中国はグローバル社会のリーダーを目指しているかもしれないが、上で述べたように、国際社会は徐々に群雄割拠の様相を呈しつつある。そのなかで、一部の政治学者は目下の米中対立を「米中新冷戦」と定義している。新冷戦というのはかつての米ソ冷戦を念頭に考えられたものであろう。確かに目下の米中関係とかつての米ソ関係は比較すると似ているところもあるが、決定的な違いも見受けられる。それは、かつての米ソ関係は全面的に対決していたのに対して、目下の米中関係は、外交と安全保障については対決しているが、経済の相互依存はかつてないほど緊密になっているということである。
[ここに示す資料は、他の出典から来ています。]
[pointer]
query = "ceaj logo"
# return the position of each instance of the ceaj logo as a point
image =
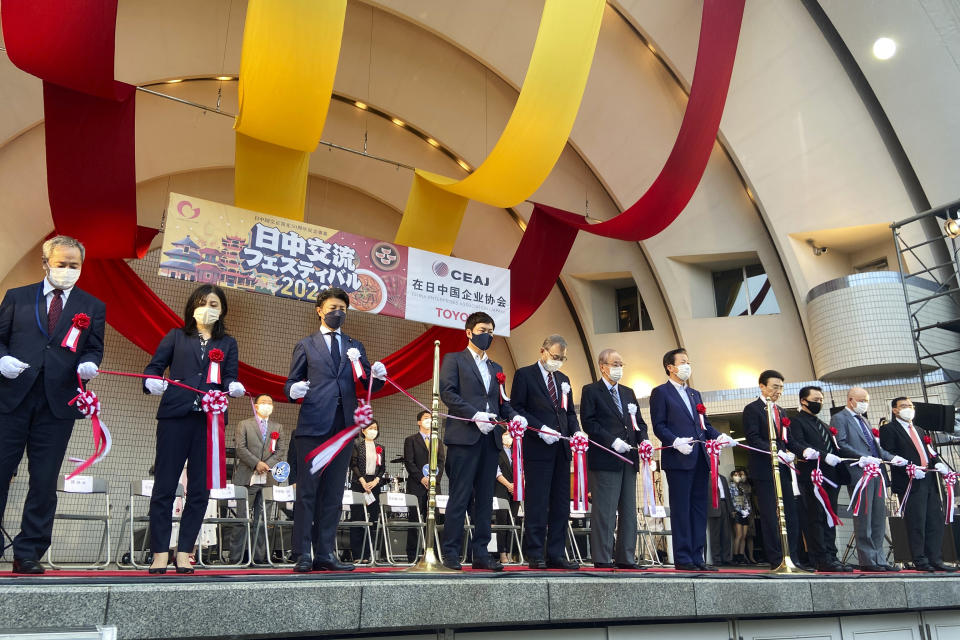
(192, 212)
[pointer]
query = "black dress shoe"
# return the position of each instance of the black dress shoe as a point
(331, 564)
(304, 565)
(562, 563)
(27, 566)
(488, 564)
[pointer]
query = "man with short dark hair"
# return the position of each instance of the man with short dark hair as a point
(470, 389)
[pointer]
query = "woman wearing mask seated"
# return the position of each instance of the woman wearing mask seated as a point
(367, 466)
(201, 351)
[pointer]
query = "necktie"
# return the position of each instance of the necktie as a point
(916, 443)
(552, 388)
(56, 308)
(615, 392)
(334, 350)
(868, 436)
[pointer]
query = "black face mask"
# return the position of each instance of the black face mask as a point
(482, 341)
(334, 319)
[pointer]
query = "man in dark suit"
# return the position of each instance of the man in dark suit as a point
(416, 457)
(757, 431)
(923, 513)
(322, 376)
(604, 409)
(469, 388)
(855, 440)
(539, 393)
(673, 410)
(811, 442)
(39, 367)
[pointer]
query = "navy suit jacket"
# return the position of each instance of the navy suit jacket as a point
(328, 387)
(181, 353)
(672, 420)
(604, 424)
(461, 389)
(23, 335)
(531, 399)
しかもその相互依存関係はますます強化されるであろう。
中国は世界の工場になっているが、技術と基幹部品はアメリカおよびアメリカの同盟国に依存している。一方、アメリカは日用品を中心に中国に完全に依存している。アメリカは中国以外に日用品の新しい供給先を見つけることは現実的に不可能である。したがって、米中は激しく対立しているが、完全にデカップリング(分断)することができない。
米オバマ政権(2009-2017年)はすでに中国との貿易不均衡を問題視し、中国の脅威に対する警戒を強化していた。オバマ政権は中国の脅威を封じ込めるために、日本を中心に環太平洋パートナーシップ協定(TPP)の結成を考案した。TPPは従来の自由貿易協定(FTA)との違いとして、より公正な国際市場を構築するため、加盟国が自国の国有企業を民営企業と同等に取り扱わなければならないとし、特許などの知的財産権を侵害せず、直接投資の外国企業に技術供与と技術移転を強要しないことなどが加盟の条件になっている。この規定をみてもわかるように、TPPは明らかに中国を封じ込める包囲網といわれても仕方がない。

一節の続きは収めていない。